Dikala jalan di depan terasa berkabut
Kiri kanan gelap
Dan aku dipaksa maju terus
Jagai aku, ya Allah penolongku


F 1373 CV

Kasih karunia Tuhan.
Berkecukupan.
Bukan kuat dan gagahku.

Supaya Mama dan Fhea tidak kehujanan.
Supaya kalau pulang sekolah Fhea ketiduran tidak takut jatuh (seperti kalau naik motor).
Supaya kami semakin bergantung pada Tuhan.


4 tahun bersamamu, bidadari

4 tahun yang lalu, kita bak raja dan ratu semalam.
Dan hari ini, 4 tahun emudian, engkau tetap bidadariku.

Ini kunamakan keajaiban cinta.
Karena selamanya ku akan mencinta, dirimu, hatimu.

Wajah kita dulu masih nekat: berani demi cinta.
Awal yang boleh dibilang banyak kekurangan.

Tapi ternyata Tuhan kita setia.
Dia menyediakan semua yang kita butuhkan.

Semua kita bisa lalui bersama, cinta kita lebih dari apapun.
Selama kita saling percaya, tidak ada yang sanggup memisahkan.

Bidadari, dulu aku memanggilmu demikian.
Sekarang sudah jarang, lebih sering adik atau mama, walau tidak mengubah esensinya.

Anak kita sudah genap 2, Fhea dan Reig.
Fhea berusia hampir 3 tahun, dan Reig berusia hampir 1 tahun.

Kalau dihitung-hitung, sering sekali kita tidak cocok satu sama lain.
Tapi ternyata, sebanyak itu jugalah kita berhasil melewatinya.

Di usia 4 tahun ini, aku semakin mengerti.
Dirimu ada untuk melengkapiku, bukan untuk sama denganku.

4 tahun bersamamu.
Selamanya ku kan tertawa.

Kertas Putih

Pada acara ucapan syukur wisuda spesialis Bang Ago, dimana sebelumnya juga sudah berlangsung acara ucapan syukur wisuda s2 ku, Bapak dan Mamah memberikan sebuah pengumuman.
Pengumuman ini unik, Bapak dan Mamah memberikan amplop berisi sebuah kertas putih tanpa ada tulisan apa-apa kepada kami bertiga anak-anaknya.
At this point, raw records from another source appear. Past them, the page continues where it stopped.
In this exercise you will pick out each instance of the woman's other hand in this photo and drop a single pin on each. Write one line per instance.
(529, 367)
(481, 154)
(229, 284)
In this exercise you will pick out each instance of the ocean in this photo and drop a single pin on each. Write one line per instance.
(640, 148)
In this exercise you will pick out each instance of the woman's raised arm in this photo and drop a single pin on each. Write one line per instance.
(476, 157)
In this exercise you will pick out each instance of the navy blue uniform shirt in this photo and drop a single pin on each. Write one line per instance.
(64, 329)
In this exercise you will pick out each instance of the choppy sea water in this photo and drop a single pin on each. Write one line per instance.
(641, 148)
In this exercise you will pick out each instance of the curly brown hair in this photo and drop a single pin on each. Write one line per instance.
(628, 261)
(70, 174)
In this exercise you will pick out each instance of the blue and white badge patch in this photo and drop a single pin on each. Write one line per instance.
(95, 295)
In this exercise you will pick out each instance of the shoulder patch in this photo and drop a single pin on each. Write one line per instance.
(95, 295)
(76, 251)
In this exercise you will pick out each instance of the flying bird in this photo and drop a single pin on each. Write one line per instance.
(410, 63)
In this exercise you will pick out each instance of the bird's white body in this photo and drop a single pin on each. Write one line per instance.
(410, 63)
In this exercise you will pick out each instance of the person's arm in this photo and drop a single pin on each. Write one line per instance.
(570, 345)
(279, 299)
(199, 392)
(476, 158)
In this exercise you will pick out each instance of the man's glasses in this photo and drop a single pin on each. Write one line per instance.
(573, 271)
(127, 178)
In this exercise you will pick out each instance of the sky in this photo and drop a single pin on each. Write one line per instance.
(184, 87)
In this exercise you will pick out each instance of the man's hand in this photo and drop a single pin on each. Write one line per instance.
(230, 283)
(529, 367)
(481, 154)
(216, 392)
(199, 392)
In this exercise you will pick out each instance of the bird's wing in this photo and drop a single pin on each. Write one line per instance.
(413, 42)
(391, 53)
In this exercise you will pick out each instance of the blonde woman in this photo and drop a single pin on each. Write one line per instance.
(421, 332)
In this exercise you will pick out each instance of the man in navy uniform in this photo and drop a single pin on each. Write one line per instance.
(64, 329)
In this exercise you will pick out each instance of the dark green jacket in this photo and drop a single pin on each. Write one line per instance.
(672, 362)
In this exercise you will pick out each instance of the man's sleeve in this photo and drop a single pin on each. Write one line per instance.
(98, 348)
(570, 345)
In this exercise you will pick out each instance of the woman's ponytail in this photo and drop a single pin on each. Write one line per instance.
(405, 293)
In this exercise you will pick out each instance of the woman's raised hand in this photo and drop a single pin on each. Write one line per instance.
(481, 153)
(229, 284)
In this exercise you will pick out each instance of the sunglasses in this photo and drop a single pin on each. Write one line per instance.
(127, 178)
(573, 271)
Ketika memberikannya, Bapak bilang coba direnungkan dulu 1-2 minggu ini artinya apa.


Aku mengira kertas putih berarti kita anak-anaknya bebas menuliskan keinginan apa saja untuk dikabulkan. Secara kami dulu dari keluarga yang cukup-cukup saja, bukan keluarga kaya. Jadi dari kecil kami sudah dididik untuk hidup susah, tidak minta yang macam-macam, dan memendam keinginan-keinginan. Sangkin kerasnya hidup ini, kami sudah terbiasa untuk hidup apa adanya. Pergi ke gereja naik motor vespa berlima (bapak, mamah, abang, aku, dan adik), uang jajan yang seadanya sehingga terkadang harus berangkat dan pulang jalan kaki ke sekolah, termasuk melupakan keinginan untuk membeli mainan anak-a…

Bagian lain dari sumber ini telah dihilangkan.